I stared at his lips, unable to speak.

"I've wanted you since the moment I saw you in class. You looked so proper, the way you crossed your legs with your toes pointed, how you'd push your glasses up further on your nose, how eager you were to get that front seat, your innocence is beautiful. You're so different than all these other girls I see here. They don't cross their legs, they wear those contacts now, some even wear colored contacts which bothers the living shit out of me because that's just so fake. I mean that's what all these girls are now a days. Fake. With their fake friends, fake smiles, fake innocence. They aren't real. Like you."

His words literally took my breath away as his lips came closer and closer to mine.

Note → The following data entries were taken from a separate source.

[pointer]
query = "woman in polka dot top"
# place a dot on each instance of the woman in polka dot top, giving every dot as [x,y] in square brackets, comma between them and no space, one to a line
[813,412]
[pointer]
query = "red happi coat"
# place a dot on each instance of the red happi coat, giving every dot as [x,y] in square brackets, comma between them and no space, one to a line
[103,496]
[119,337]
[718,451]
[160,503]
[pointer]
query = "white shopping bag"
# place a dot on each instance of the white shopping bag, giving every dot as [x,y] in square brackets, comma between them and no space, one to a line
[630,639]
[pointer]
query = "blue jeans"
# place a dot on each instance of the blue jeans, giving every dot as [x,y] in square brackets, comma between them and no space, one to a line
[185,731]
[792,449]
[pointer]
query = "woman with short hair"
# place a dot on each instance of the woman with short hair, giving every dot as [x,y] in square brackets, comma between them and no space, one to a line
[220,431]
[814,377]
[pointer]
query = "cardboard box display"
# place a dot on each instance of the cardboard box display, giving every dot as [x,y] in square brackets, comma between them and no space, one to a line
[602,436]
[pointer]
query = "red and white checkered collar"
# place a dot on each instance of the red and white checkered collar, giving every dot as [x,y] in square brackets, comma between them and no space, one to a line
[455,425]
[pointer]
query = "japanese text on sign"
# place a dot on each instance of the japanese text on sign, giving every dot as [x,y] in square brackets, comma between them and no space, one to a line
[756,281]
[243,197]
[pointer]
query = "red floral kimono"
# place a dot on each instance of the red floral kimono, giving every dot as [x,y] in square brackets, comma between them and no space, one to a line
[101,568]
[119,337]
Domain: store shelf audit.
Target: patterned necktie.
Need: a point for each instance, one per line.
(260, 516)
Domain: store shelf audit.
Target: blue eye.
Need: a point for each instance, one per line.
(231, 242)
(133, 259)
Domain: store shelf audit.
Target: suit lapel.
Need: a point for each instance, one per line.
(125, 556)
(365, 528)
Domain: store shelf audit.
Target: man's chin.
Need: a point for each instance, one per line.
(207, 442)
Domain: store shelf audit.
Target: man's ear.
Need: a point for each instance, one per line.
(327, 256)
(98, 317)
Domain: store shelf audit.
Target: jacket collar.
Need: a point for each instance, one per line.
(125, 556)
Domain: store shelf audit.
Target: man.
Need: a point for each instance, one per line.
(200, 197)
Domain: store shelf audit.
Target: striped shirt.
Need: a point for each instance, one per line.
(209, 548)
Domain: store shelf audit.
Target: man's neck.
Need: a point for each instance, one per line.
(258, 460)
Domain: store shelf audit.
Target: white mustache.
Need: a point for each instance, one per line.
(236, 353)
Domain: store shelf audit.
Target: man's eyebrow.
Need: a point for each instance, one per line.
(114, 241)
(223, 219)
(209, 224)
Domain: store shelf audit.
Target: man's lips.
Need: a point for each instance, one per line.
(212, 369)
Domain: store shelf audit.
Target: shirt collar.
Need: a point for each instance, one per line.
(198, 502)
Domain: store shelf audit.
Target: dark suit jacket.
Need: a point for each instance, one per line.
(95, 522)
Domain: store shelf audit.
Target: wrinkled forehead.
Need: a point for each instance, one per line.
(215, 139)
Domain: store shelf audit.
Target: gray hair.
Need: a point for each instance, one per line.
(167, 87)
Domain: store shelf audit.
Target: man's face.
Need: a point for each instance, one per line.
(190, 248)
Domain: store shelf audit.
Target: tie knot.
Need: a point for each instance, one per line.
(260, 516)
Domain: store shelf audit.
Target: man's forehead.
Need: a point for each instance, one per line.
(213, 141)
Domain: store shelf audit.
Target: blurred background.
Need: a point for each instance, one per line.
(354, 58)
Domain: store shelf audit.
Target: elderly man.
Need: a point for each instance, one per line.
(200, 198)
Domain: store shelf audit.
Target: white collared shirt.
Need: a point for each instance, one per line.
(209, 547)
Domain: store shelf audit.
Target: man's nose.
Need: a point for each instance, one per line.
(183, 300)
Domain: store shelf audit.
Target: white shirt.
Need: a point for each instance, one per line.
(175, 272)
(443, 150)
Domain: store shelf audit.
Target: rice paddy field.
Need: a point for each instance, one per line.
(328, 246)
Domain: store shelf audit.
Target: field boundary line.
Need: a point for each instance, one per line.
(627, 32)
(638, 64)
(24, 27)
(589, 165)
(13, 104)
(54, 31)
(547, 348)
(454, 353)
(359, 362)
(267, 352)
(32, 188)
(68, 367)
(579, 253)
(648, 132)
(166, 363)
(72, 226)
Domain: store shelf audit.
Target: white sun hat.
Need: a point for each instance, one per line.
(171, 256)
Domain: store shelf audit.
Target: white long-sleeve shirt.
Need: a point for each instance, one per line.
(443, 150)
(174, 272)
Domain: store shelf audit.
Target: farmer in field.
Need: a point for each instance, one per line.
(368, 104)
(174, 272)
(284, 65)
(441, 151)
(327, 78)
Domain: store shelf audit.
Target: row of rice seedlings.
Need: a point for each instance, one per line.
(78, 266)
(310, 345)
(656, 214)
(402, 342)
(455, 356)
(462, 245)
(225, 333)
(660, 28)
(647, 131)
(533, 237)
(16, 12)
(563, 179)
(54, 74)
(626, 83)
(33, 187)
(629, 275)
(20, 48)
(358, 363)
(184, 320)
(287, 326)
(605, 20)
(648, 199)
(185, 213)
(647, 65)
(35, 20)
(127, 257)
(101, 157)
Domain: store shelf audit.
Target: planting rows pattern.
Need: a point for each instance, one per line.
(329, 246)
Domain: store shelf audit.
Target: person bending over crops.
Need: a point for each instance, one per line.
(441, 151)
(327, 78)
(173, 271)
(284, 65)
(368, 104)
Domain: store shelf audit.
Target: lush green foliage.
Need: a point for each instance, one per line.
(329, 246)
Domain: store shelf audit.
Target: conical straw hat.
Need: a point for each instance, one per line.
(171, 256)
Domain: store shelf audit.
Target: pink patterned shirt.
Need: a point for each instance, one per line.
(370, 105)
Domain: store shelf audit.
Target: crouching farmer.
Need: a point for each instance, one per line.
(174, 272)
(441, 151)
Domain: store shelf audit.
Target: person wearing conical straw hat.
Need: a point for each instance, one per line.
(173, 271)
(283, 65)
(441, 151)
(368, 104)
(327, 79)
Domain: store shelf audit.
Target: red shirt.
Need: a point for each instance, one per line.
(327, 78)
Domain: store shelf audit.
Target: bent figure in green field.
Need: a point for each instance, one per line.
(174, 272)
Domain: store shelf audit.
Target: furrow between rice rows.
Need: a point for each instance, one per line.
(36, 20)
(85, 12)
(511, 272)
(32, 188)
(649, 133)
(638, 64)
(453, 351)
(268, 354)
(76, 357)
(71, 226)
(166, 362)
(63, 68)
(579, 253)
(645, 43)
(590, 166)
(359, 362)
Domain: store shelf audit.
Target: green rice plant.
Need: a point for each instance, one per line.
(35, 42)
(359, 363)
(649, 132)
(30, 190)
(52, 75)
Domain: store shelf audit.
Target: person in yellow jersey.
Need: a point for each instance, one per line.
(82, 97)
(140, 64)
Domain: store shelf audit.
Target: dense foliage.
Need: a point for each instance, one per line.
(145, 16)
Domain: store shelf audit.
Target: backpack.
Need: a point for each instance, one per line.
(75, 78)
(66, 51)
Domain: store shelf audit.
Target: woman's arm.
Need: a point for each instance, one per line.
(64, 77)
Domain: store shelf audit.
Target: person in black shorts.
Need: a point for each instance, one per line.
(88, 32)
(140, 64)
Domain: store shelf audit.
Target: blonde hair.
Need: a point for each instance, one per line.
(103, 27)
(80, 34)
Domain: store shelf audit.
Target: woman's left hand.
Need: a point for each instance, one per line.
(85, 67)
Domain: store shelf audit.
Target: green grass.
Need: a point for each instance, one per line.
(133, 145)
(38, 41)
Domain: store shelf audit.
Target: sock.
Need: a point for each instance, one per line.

He closed his eyes, moving in, pursing his full lips.

"I can't." I panicked, pressing my body against the car door and swiftly opening it. I sprinted to the dorm entrance, leaving Chase in a daze.

***

I let my sandy blonde waves out of the bow clip and shook it out as I changed out of my school attire. I stole a glance at the clock, seven thirty on the dot. I slipped on a white flowy tank top and grey, light blue flowered leggings. I grabbed my copy of The Great Gatsby and rushed to the elevator, still in my bare feet. I didn't care about anything else but the cloudy weather outside I enjoy so much and the fact that a beautiful willow tree is right outside my dorm.

When I reached the lobby, I ran full tilt to the door, sprinting across the grass to the willow tree that looked so inviting. I sat down with my back leaning against it's tender bark and opened my book, reading the exceptional literature.

"They were sitting at either end of the couch, looking at each other as if some question had been asked, or was in the air, and every vestige of embarrassment was gone. Daisy's face was smeared with tears, and when I came in she jumped up and began wiping at it with her handkerchief before a mirror. But there was a change in Gatsby that was simply confounding. He literally glowed; without a word or a gesture of exultation a new well-being radiated from him and filled the little room.

"Oh, hello, old sport," he said, as if he hadn't seen me for years. I thought for a moment he was going to shake hands."

The words flowed effortlessly on the yellowing pages of the book. They kept me mesmerised.